予告で”The Danish Girl”と”Carol”がたて続けに流れておお、だった。 なんか、いいなー。
50年代の初め、母と姉Rose (Fiona Glascott)と一緒に暮らしていたアイルランドから海の向こうのアメリカ - Brooklynに渡ったEilis (Saoirse Ronan) - 小説の訳では「アイリーシュ」だったけど - がミセス・キーホー (Julie Walters)の女子寮みたいなアパートに居を定めデパートの店員として働きつつ、イタリア系のTony (Emory Cohen)と出会って仲良くなって、やがてRoseが突然亡くなってアイルランドに戻ったらそこで旧知のJim (Domhnall Gleeson)とも仲良くなって、Tonyのところに戻るべきか母とJimのところに留まるか、で揺れるの。

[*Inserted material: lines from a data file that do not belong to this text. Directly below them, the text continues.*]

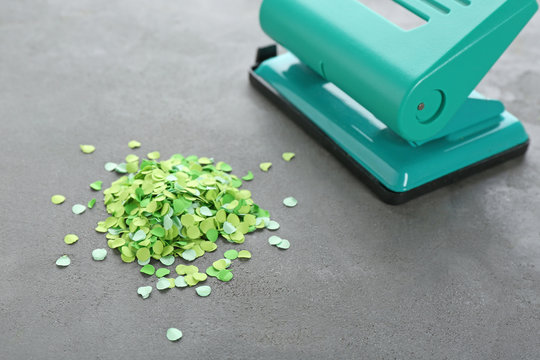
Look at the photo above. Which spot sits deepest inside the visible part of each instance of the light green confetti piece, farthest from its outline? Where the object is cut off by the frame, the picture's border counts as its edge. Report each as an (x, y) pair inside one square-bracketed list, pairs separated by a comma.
[(148, 269), (288, 156), (163, 283), (91, 203), (96, 185), (58, 199), (231, 254), (212, 271), (71, 239), (154, 155), (212, 235), (272, 225), (220, 264), (248, 177), (78, 209), (274, 240), (167, 260), (139, 235), (189, 255), (205, 211), (88, 149), (200, 276), (180, 282), (99, 254), (225, 275), (144, 291), (173, 334), (110, 166), (133, 144), (143, 254), (121, 168), (63, 261), (265, 166), (203, 291), (244, 254), (284, 244), (290, 201), (228, 228), (161, 272)]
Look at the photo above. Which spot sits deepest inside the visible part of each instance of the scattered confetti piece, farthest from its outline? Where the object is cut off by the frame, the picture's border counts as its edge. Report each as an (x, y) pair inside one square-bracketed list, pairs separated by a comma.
[(99, 254), (163, 283), (173, 334), (96, 185), (148, 269), (58, 199), (204, 290), (244, 254), (288, 156), (144, 291), (248, 177), (274, 240), (265, 166), (225, 275), (133, 144), (290, 201), (63, 261), (284, 244), (78, 209), (231, 254), (180, 282), (272, 225), (88, 149), (71, 239), (162, 272), (154, 155), (111, 166)]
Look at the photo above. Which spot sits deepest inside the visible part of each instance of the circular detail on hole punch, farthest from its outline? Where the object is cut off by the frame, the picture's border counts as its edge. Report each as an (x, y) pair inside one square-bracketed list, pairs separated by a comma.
[(432, 106)]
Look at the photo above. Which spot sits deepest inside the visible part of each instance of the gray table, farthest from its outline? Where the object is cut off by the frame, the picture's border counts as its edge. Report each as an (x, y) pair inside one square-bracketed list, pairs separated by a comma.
[(452, 275)]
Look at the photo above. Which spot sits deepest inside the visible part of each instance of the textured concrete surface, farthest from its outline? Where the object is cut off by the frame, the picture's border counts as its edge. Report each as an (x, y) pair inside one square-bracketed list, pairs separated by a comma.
[(453, 275)]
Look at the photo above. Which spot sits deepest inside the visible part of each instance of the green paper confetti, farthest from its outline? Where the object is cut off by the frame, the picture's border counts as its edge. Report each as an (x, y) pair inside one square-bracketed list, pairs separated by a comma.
[(290, 201), (163, 283), (144, 291), (63, 261), (288, 156), (148, 269), (96, 185), (133, 144), (91, 203), (274, 240), (78, 209), (58, 199), (225, 275), (231, 254), (248, 177), (203, 291), (99, 254), (173, 334), (154, 155), (265, 166), (284, 244), (272, 225), (88, 149), (244, 254), (162, 272), (110, 166), (71, 239)]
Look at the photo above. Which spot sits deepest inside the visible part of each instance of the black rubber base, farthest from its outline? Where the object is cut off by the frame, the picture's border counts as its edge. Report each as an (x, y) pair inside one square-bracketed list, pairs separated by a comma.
[(386, 195)]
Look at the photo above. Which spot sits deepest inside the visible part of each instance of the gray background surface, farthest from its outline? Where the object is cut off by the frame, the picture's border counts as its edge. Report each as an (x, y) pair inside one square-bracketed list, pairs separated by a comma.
[(453, 275)]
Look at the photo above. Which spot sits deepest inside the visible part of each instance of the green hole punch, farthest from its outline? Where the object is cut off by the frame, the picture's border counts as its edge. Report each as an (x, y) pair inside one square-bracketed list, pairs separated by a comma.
[(398, 106)]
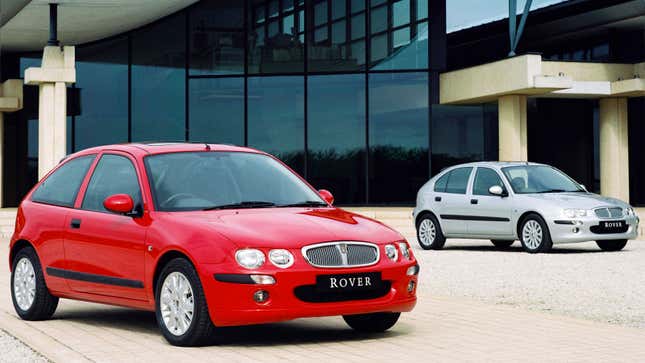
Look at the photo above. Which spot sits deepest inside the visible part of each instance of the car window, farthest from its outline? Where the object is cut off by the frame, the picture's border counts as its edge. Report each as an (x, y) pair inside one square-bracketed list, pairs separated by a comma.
[(484, 179), (440, 184), (114, 174), (458, 180), (61, 187)]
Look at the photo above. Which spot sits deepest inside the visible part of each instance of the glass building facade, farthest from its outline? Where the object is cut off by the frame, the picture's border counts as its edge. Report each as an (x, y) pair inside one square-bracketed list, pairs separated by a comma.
[(343, 91)]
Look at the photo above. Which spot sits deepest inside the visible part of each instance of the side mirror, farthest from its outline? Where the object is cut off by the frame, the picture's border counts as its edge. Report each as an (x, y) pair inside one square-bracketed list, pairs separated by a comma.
[(119, 203), (498, 191), (326, 195)]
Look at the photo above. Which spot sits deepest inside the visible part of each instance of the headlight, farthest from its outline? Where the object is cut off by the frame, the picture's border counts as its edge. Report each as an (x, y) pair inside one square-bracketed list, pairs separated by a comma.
[(391, 252), (281, 258), (405, 250), (574, 213), (250, 258)]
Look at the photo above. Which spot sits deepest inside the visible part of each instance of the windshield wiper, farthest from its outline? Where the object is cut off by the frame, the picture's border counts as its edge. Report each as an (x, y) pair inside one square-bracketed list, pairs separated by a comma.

原作の小説との違いでいうと、小説は小説ですばらしいし、そこは映画も同様で。
小説がEilisの揺れ動く感情のひだひだを織り目縫い目までちくちく追ってくるのに対して、映画はそこに見事な色(色味が全体にとてもよい)と陰翳を被せて夢のようなシークエンスを作り出している。 クラシックなメロドラマを見ているときに湧いてくるこの感覚なにかしら? がゆっくり、静かに満ちて襲ってくる。
「愛してる」を連発するTonyに「あなたに言わなきゃならないことがあるの」てEilisがいうところは小説のまま。 初デート映画で「雨に唄えば」を見にいくところ(ここはもうちょっと)も、コニーアイランドで水着に着替えるとこ(昔はあんなふうだったのね)も、いちいちじーんときたり熱くなったり。
New YorkもBrooklynもしっている。職場で出会ったアイリッシュのおじさんやイタリアンのおばさんもしっている。 今から60年くらい前のあの辺りの路上で、教会で、ダンスホールで、彼らの父親や母親がひょっとしたらこんなふうに出会ったり恋をしたり別れたりしていたかもしれない、そこにあったに違いないいろんな偶然とか魔法とか躓きとか、その重奏感にうっとりして泣きたくなったり。
大戦後、大西洋を超えたひとりの女性の… なんて目で見なくても見るひとそれぞれがいろんなところでちくちくしてため息ついて空を仰いで、になったりする、そういうスケールをもった映画。
とにかくSaoirse Ronanが本当に本当にすばらしい。彼女にとっても生涯の1本になることでしょう。 薄い青緑の目で、あんなに緑色が似合う女の子、見たことないし。
ラストは小説にはないおまけがちょっと付いていて、あれは脚本のNick Hornbyのファンタジーなんだとおもう。 全面的にゆるす。 泣いちゃうし。ずるいわ。